Так прошло несколько дней. У меня начинался третий приступ тифа с болью в левом боку. Впоследствии у меня оказался плеврит. Я считал, что приходит мой конец, но случилось чудо. Поздно вечером слышу разговор. Ко мне подходит неизвестная мне дама в сопровождении кадета. Наклоняется ко мне, спрашивает, как я себя чувствую, и сообщает, что хочет взять меня к себе. Одели меня, вывели, посадили на извозчика и долго везли. Под руки ввели меня на второй этаж. Раздели меня, вымыли в теплой ванне, дали чистое белье и уложили в чистую кровать. Невероятное совершилось. Я очутился среди сочувствующих людей. Уход, питание и я стал поправляться. Моей доброй феей оказалась Мария Афанасьевна Бельтаки. В ее квартире жил с семьей генерал Владимир Иванович Черкас[103].
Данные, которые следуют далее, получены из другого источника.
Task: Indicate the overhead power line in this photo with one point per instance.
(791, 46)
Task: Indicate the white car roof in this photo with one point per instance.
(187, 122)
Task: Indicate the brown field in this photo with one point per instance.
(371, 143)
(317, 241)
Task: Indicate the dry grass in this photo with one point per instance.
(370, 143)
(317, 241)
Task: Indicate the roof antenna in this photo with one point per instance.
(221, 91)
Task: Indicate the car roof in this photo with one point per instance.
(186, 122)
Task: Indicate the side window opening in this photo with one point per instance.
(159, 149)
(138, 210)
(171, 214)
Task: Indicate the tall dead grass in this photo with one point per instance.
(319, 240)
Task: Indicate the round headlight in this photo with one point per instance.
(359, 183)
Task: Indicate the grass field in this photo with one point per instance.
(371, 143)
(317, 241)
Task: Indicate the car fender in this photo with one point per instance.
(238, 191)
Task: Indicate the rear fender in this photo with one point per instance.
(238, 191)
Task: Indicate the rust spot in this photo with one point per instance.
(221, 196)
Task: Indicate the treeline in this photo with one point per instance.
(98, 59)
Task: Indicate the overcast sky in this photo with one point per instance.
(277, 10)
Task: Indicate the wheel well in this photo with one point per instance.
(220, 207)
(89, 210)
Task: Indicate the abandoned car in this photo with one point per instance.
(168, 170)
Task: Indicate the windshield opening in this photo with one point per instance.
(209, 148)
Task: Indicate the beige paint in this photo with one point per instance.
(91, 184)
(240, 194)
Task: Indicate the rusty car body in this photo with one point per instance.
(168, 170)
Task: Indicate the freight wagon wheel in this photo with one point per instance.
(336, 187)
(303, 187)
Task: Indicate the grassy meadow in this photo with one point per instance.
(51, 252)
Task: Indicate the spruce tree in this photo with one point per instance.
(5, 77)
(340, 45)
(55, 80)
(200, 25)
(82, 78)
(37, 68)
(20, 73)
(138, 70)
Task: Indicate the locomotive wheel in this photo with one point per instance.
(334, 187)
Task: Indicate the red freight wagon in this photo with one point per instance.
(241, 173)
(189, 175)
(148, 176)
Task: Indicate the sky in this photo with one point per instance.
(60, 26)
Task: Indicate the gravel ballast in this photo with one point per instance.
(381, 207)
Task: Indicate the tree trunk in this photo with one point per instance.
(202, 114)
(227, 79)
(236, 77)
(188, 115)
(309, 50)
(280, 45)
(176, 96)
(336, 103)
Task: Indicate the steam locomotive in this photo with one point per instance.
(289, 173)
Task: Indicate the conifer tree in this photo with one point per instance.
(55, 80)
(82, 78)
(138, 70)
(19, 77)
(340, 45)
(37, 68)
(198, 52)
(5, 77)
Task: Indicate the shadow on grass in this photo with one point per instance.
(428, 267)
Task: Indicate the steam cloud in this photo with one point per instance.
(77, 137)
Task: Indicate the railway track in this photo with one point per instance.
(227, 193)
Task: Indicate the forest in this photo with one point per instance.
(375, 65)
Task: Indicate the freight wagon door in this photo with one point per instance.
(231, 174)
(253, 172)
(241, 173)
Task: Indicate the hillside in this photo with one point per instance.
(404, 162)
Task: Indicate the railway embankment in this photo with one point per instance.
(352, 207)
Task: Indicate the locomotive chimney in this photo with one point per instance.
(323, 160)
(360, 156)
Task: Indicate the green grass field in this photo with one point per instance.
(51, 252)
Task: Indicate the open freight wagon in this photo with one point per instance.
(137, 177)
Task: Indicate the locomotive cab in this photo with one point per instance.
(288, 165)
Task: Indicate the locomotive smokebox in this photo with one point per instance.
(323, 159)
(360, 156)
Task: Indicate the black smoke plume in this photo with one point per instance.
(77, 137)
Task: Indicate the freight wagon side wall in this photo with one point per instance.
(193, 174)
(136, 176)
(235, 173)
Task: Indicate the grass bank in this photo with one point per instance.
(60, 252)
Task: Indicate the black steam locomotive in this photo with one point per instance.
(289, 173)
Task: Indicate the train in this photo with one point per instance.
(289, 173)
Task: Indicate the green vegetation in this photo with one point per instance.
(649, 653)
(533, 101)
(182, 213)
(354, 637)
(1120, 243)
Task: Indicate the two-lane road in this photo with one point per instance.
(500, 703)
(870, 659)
Так как Мария Афанасьевна от всего переживаемого психически заболела и не могла впоследствии много заботиться обо мне, то семья генерала Черкаса меня взяла к себе и опекала до 17 марта 1922 года, дня, когда я покинул Одессу и уехал в Польшу к родным.

Следующие эпизоды и события удержались в моей памяти за мое двухлетнее пребывание в Одессе: Миша Терехов жил со мною на одном этаже, в соседней квартире. Васю Федорова осенью 1921 года по призыву взяли в Красную армию. Стась Ярмолинский работал в парикмахерской «М-сье Серж» на Преображенской улице. Как-то летом 1920 года, на углу Отрадной и Белинского улиц, я прочел на столбе объявление ОГЧК (Одесской чрезвычайной комиссии), что за активное участие в подпольной контрреволюционной организации расстреляны офицеры и кадеты Одесского кадетского корпуса. Запомнил лишь фамилии полочан: полковники Овсянников, Бышевский, Снитко и кадет Кочмаржевский. Среди других, кажется, была упомянута и фамилия офицера Одесского кадетского корпуса штабс-капитана Миляева[104] и нескольких одесских кадет. Вечная память дорогим воспитателям и товарищам.

P.S. В 1926 году в Польше, в городе Граево, встретил воспитателя нашего корпуса полковника К.И. Буздижана[105]. Он был капельмейстером взвода трубачей в 9-м полку конных стрелков. Стефан Почебут-Одлажицкий скончался в Париже, где учился в университете.